FIGURE B-10 Changes that occur as a result of exposure.

Human studies have also shown gender differences in susceptibility to some environmental exposures, in terms of both odds ratio and target organ (see Table B-5). The tobacco data in particular are disturbing, given the recent increase in tobacco usage by adolescent females. The role of pesticides and other xenoestrogens is also being investigated in several laboratories. The epidemiologic studies that showed association between organochloride pesticides and breast cancer were necessarily limited by their retrospective study designs. Estimates of individual exposure had to be reconstructed from historical or imputed data and all possible risk factors for breast cancer could not be accounted for. Therefore, these studies need to be followed up by prospective epidemiology studies as well as laboratory investigations of the associations.

Studies of molecular biomarkers of susceptibility have found some gender differences in baseline cytogenetic markers and DNA adducts, particularly with regard to tobacco and lung cancer. Researchers found race-but not gender-related differences in the frequency of polymorphisms in genes related to Phase I metabolism, which activates procarcinogens into carcinogens. However, females do have a higher incidence of polymorphisms in certain genes related to Phase II metabolism, which has a role in detoxifying or eliminating carcinogens, and in the p53 tumor suppressor gene. Collectively, these studies show clear gender differences in both susceptibility and the frequency of markers of susceptibility, with racial and ethnic differences among women with regard to

markers. In particular, they also suggest that women have a higher susceptibility than men to lung cancer following exposure to tobacco.

DES has been used as a model of environmental estrogen, and there are reports of reproductive abnormalities in the male offspring of DES subjects, but there has been little tissue-specific study of the effects on the male.
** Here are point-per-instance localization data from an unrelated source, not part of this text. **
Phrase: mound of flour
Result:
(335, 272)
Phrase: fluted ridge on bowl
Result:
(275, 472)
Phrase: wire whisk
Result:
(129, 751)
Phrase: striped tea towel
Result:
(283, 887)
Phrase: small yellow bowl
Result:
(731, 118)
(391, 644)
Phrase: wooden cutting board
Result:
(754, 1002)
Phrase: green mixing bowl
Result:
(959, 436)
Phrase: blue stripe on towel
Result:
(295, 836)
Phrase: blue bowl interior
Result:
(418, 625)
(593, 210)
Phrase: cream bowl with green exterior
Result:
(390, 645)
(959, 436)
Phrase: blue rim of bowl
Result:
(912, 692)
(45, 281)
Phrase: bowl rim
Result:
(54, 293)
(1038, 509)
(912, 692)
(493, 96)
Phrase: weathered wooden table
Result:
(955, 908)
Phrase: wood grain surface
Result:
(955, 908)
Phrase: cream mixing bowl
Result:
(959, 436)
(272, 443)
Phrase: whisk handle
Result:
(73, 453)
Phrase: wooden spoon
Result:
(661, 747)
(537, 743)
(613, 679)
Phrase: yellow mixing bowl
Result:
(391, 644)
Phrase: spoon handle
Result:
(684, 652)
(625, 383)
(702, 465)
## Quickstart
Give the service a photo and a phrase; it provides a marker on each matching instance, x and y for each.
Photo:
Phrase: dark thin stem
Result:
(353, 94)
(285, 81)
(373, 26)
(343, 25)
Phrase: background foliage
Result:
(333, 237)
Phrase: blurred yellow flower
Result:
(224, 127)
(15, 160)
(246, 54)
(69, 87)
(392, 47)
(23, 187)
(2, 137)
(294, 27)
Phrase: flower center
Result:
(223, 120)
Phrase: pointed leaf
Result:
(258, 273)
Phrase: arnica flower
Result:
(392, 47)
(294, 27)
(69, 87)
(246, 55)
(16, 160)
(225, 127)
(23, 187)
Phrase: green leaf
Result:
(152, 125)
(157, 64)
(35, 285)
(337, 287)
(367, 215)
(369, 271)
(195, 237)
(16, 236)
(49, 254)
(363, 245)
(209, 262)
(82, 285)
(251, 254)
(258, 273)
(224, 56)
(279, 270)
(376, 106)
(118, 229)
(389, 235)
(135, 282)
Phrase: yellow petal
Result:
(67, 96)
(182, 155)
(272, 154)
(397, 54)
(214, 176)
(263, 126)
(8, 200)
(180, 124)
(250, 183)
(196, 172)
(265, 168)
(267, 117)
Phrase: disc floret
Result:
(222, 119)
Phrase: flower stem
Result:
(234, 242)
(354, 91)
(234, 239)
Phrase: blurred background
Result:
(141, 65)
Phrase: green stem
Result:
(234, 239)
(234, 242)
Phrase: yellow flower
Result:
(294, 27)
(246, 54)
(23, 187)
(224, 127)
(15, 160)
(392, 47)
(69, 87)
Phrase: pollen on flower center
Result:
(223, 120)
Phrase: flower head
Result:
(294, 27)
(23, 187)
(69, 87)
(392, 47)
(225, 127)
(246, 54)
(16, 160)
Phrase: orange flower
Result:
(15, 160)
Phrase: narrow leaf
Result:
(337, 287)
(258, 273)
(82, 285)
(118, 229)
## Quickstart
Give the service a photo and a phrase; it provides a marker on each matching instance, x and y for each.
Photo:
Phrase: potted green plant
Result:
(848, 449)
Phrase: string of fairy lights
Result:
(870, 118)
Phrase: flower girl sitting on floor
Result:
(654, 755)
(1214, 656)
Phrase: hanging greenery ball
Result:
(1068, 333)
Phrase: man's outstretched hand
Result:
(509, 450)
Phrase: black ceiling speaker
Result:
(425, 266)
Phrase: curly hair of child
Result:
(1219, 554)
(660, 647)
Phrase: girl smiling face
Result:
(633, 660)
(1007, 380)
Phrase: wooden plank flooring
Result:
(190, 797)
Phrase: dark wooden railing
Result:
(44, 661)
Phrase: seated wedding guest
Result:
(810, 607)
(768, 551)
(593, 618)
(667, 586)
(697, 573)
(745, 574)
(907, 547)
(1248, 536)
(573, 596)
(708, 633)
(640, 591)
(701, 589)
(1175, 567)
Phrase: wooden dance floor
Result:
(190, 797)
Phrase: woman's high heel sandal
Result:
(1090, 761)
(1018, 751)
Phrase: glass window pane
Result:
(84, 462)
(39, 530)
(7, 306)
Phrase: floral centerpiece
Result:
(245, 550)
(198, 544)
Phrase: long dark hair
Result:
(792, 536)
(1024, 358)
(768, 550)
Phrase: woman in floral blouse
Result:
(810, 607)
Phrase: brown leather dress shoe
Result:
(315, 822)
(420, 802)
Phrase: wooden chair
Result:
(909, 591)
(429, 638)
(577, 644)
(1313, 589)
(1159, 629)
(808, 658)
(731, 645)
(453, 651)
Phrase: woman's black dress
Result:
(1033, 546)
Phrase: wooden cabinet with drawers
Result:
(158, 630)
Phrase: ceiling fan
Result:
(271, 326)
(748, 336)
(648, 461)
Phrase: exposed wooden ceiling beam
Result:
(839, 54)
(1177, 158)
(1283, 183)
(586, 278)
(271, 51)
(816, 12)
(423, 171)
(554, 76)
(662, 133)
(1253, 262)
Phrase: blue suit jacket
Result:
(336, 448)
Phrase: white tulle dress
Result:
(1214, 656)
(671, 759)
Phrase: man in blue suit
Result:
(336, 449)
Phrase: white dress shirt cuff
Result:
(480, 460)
It may be that there are "windows of susceptibility" during development, and new studies will address susceptibility at different stages of pregnancy. In general, males appear to be less sensitive to estrogenic compounds, at least initially, but they have a very steep dose-response curve and an abrupt response at higher levels. This may be because androgen is protective in the male, whereas estrogen exaggerates adverse effects.
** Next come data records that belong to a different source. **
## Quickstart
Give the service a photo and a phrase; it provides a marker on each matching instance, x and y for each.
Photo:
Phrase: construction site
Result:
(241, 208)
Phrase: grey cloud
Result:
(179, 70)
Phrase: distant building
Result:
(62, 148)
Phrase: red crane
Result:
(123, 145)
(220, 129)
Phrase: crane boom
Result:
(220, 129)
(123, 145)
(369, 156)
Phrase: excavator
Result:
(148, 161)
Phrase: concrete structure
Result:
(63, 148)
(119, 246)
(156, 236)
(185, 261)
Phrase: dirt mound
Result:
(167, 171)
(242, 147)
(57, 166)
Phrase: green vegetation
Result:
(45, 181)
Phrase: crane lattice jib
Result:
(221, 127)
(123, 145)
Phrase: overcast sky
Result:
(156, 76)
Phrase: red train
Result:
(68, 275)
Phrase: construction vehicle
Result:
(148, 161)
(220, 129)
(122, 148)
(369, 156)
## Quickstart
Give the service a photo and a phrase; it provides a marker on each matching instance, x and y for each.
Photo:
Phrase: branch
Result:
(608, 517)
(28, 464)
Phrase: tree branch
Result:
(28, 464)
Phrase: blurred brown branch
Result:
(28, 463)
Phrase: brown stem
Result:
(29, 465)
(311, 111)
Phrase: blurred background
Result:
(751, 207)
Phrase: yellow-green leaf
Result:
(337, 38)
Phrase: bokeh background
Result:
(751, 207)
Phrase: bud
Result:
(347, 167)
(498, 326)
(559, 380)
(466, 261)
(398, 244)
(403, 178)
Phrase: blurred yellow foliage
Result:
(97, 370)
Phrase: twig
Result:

This review suggests five areas where further research is needed:

1. inclusion of women in occupational studies and further identification of environmental risk factors;

2. further clarification of gender differences in frequency of known markers of genetic susceptibility;

3. evaluation of steroid receptor variants and susceptibility to environmental cancers;

4. vigorous application of animal models to study underlying regulation of environmental carcinogenesis; and

5. identification of biological causality between genetic susceptibility markers and gender-related human cancers.